The Imperfects has a lot going for it. It’s a nice mix of the standard tropes — like one character who I’m pretty sure is referred to as Sexy Science Glasses Lady in the script — to the unusual twists on the usual and played-out tropes — our typical vampires/werewolves are replaced by a banshee, a succubus, and a chupacabra, to start.

Okay, sure, they’re basically C-List vampires and werewolves. Fine.

Rhys Nicholson’s camp take on a mad scientist might grate most people, but it’s a refreshing change to “grey haired men with serious faces and fake German accents” you see normally for far stock character. And there’s some unexpected but clever twists I didn’t see coming, along with its surprisingly high body count delivered by often-comic, accidental violence.

The whole thing is more “science gone wrong” than supernatural, but despite playing very fast and loose with the science it’s all… kind of plausibly done?

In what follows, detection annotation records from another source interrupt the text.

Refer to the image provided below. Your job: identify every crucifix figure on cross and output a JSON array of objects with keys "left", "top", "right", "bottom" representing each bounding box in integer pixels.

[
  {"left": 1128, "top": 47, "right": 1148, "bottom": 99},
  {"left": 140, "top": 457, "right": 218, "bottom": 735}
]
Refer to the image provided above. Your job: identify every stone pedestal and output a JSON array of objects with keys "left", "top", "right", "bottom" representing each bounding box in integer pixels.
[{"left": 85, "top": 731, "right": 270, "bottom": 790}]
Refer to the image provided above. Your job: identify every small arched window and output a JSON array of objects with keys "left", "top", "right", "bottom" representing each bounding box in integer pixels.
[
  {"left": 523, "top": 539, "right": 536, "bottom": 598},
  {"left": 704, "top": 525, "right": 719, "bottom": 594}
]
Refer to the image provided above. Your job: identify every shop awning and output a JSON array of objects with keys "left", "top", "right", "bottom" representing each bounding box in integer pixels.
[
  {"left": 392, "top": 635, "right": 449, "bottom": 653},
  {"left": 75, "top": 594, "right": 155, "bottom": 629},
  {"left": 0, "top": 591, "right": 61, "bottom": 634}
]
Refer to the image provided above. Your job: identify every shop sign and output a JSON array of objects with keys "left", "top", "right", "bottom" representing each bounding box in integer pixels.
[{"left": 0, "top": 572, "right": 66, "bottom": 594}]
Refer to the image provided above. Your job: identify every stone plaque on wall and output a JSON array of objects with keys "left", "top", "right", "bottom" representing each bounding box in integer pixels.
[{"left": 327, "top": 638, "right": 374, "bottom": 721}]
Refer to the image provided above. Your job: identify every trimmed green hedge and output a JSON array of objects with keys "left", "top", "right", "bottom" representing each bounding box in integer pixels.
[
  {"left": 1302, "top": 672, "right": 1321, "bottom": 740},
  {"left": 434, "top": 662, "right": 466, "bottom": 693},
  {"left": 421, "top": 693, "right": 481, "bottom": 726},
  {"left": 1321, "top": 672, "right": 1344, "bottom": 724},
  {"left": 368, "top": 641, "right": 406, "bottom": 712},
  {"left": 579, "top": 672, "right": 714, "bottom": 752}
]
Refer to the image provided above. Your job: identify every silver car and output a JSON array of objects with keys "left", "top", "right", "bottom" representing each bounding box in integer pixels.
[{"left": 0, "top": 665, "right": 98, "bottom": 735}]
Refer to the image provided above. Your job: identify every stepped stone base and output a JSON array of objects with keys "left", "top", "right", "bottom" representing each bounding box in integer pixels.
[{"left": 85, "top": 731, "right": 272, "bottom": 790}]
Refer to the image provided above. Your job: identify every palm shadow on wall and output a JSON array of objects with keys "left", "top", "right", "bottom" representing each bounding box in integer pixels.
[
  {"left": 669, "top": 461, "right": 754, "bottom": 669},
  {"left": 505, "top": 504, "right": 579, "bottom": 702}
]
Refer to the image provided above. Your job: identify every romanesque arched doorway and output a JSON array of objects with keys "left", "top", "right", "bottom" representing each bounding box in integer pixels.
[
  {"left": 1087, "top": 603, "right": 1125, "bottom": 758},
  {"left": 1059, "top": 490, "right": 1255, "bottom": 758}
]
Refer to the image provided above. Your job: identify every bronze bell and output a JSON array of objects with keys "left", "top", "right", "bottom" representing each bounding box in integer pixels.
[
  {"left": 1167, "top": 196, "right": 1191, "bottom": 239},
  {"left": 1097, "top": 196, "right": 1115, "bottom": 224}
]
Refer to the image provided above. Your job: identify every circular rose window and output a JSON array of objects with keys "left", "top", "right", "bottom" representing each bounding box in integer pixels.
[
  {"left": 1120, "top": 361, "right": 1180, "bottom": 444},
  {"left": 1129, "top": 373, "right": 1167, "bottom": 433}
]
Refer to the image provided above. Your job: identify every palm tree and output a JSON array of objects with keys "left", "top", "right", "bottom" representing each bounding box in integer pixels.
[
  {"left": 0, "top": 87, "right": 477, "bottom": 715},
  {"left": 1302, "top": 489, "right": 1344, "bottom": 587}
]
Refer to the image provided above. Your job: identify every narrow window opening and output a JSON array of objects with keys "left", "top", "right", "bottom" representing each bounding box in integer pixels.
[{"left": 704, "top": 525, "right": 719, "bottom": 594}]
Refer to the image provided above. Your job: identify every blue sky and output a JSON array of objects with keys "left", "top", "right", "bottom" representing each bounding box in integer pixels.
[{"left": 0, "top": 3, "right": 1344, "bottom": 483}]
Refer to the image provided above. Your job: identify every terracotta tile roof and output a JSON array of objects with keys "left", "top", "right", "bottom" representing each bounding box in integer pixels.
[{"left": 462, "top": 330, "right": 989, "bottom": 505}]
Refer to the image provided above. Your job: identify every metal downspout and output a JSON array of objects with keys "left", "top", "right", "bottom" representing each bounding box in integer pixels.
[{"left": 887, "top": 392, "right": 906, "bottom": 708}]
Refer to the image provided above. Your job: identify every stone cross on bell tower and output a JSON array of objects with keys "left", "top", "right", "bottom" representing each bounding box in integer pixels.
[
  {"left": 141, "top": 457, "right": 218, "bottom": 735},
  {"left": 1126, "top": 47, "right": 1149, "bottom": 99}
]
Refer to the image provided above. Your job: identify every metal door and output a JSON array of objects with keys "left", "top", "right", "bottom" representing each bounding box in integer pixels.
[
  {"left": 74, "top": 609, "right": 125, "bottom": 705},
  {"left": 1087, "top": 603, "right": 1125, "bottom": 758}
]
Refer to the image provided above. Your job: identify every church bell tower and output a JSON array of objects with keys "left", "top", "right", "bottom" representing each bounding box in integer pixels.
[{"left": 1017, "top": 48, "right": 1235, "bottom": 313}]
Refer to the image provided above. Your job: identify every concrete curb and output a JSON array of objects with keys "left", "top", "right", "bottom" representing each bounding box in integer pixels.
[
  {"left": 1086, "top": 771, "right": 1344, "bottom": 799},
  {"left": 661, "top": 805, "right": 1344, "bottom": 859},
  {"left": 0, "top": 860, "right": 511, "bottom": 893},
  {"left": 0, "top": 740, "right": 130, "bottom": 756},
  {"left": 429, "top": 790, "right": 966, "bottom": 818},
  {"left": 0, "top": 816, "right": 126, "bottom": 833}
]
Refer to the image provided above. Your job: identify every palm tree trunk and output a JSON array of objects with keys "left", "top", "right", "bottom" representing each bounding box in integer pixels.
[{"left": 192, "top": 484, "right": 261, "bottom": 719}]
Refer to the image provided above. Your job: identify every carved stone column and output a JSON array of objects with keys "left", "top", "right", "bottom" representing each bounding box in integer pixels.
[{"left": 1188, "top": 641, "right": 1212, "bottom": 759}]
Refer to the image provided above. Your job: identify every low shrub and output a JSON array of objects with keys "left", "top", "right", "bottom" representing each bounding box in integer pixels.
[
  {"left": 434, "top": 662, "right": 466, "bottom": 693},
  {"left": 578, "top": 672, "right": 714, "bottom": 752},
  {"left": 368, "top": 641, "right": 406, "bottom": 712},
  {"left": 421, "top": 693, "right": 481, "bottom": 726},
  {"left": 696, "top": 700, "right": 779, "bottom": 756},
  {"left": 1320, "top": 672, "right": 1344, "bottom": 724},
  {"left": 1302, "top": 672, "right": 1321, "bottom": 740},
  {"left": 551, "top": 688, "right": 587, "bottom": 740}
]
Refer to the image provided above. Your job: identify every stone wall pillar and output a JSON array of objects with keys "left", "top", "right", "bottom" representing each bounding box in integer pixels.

The jargon seems like it’s come from someone who knows what they’re talking about, but gives it enough artistic licence not to kill the fun of the series. I had to take a moment on hearing cyclodextrin and t-butyl lithium used more or less correctly. Someone on the production has to be a chemist, surely.

Also, it’s always a good sign when your show could have someone’s shoe collection act as a character in its own right.

8 gratuitous bondage scenes out of 10

Honourable Mentions (the non-trash class of 22)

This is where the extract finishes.